Steam from a power generating station billows in Moscow in 2009. A Russian waterworks has recruited giant African snails to act as living sensors to monitor air pollution from a sewage incinerator.

A Russian waterworks has recruited giant African snails to act as living sensors to monitor air pollution from a sewage incinerator, the company said Tuesday.

The waterworks is using six snails as an innovative way to monitor pollution from a incinerator that burns sewage residue on the outskirts of Saint Petersburg, the Vodokanal state utilities company said in a statement.

The Achatina snails, which reach 20 centimetres in length and are widespread in Sub-Saharan Africa, were chosen because "they have lungs and breathe air like humans," the company said.

The snails have been fitted with heart monitors and motion sensors while breathing smoke from the plant and their readings will be compared with a control group, waterworks spokeswoman Oksana Popova told AFP.

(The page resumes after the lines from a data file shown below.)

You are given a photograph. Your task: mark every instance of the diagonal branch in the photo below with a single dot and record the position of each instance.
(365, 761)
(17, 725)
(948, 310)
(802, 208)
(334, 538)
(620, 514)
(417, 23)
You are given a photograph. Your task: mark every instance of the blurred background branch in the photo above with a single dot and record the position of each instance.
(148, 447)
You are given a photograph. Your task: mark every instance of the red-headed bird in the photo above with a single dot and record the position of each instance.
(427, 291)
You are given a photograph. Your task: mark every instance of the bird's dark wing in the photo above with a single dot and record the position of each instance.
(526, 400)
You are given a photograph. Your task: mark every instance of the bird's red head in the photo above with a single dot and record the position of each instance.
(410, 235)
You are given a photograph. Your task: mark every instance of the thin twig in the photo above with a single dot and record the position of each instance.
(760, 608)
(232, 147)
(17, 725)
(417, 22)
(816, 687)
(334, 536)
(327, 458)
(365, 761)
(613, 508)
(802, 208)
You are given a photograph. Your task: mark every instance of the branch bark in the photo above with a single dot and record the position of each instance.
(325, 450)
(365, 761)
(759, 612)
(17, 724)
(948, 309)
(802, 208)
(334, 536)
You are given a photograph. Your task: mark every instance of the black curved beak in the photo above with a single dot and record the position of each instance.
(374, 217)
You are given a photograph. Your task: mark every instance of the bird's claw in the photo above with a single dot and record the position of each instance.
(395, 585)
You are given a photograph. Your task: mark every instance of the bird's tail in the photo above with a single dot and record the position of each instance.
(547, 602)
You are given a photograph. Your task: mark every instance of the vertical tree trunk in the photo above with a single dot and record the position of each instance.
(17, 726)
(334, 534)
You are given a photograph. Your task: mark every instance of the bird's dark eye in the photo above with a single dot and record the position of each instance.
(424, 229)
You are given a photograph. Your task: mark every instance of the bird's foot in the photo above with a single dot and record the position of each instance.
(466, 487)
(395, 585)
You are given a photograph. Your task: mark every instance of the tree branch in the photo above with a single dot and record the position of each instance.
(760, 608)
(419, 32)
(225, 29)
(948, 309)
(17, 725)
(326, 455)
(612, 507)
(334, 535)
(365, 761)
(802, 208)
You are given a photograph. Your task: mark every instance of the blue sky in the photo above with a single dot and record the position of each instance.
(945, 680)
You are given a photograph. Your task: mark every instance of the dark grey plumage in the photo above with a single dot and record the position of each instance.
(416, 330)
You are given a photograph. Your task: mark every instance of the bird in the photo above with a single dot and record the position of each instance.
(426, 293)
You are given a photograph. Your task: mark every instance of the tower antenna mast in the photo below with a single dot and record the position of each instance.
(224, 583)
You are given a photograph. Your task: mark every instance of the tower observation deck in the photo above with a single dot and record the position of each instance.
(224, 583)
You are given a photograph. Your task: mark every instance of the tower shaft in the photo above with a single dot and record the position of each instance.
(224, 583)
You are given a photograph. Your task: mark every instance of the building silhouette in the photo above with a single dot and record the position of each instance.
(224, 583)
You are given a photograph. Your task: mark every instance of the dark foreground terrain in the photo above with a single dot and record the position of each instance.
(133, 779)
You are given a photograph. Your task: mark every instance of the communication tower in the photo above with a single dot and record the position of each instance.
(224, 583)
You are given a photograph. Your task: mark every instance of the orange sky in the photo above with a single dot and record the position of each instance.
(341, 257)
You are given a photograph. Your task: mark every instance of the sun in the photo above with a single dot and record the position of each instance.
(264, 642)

While are frequently used to monitor pollution, an expert dismissed the use of snails to monitor the controversial incinerator as a publicity stunt.

"Burning sludge emits toxic dioxins," said Dmitry Artamonov, who heads the the Saint Petersburg office of Greenpeace environmental campaigning group

"I don't know if snails get cancer, but even if they do, it won't happen straight away, and we will not hear about it from Vodokanal."

Artamonov said that last year Vodokanal refused access when activists wanted to take a water sample at the sewage treatment facility, which is one of the biggest in the country.